Das 1921 gegründete Festival preist sich gerne selbst als das älteste und renommierteste seiner Art. Tatsächlich sitzt man ja an der berühmten Quelle. Unterhalb der Stadtkirche St. Johann entspringt die Donau, mit 2.857 Kilometern der – nach der Wolga – zweitlängste Fluss Europas. Doch noch am kleinen Quelltopf treten erste Probleme auf. Das Wasser wird sogleich durch ein unterirdisches Rohr in das kleine Flüsschen Brigach geleitet, das sich wenig später mit dem zweiten Quellflüsschen, der Breg, vereint und damit eigentlich erst die Donau zu Wege bringt. Schließlich kommt es noch doller. Bei Immendingen und Fridingen einige Kilometer abwärts versickert alles Wasser. Der Fluss ist komplett futsch und sein Bett nur noch trockener Kies. Und während alles Wasser 12 Kilometer südlich im Aachtopf wieder austritt, um dann über Radolfzeller Aach, Bodensee und Rhein in die Nordsee zu strömen, muss der trockene Flusslauf auf der Schwäbischen Alb in Richtung Schwarzem Meer mit Hilfe links und rechts hinzuplätschernder Bächlein noch einmal ganz von vorne anfangen. Wo sind also Ursprung, Lauf und Mündung der Donau? Alles ist fraglich – und vielleicht ein Gleichnis?

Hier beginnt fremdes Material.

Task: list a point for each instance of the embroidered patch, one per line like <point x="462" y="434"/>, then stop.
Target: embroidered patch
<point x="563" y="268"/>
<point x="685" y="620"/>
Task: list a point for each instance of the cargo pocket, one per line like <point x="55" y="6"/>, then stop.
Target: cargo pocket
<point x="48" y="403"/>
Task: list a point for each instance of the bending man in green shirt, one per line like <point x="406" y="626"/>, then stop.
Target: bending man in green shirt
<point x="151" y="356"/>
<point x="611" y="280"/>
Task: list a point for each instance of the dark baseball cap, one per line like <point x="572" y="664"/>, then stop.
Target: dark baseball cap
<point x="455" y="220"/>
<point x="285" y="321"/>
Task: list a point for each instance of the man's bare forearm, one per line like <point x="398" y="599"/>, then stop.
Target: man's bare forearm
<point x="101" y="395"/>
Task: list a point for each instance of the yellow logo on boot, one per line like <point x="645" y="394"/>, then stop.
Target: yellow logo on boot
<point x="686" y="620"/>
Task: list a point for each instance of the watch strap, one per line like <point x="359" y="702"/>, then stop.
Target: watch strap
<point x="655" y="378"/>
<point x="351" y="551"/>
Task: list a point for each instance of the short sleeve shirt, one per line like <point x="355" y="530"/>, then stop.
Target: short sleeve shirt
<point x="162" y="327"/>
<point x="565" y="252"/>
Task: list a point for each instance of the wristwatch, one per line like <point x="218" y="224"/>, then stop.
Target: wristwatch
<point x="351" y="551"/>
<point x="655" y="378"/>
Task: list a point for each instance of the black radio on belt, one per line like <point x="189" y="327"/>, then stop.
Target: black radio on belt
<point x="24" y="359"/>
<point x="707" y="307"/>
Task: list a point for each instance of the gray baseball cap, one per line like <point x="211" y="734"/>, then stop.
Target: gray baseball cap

Die Szene der Neuen Musik ist in der Tat ungleich verzweigter, unübersichtlicher und vielstimmiger als ein einzelnes Festival abbilden könnte. Statt einer Quelle und eines Hauptflusses gibt es an zahlreichen Orten fruchtbare Strömungen, Gebiete, arbeitssame Mühlen, Einrichtungen, Initiativen, Macher und Macherinnen. Dieses Jahr werden in Donaueschingen vom 17. bis 20. Oktober zwanzig neue Werke uraufgeführt. Sie stammen unter anderem von Matthew Shlomowitz, Michael Pelzel, Simon Steen-Andersen, Alberto Posadas, Gordon Kampe, Mark Andre und Beat Furrer. Und apropos Wasserläufe, von Kirsten Reese gibt es eine performative Installation für Trompete und Unterwasserklang im Schwimmbad der Reha-Klinik Sonnhalde.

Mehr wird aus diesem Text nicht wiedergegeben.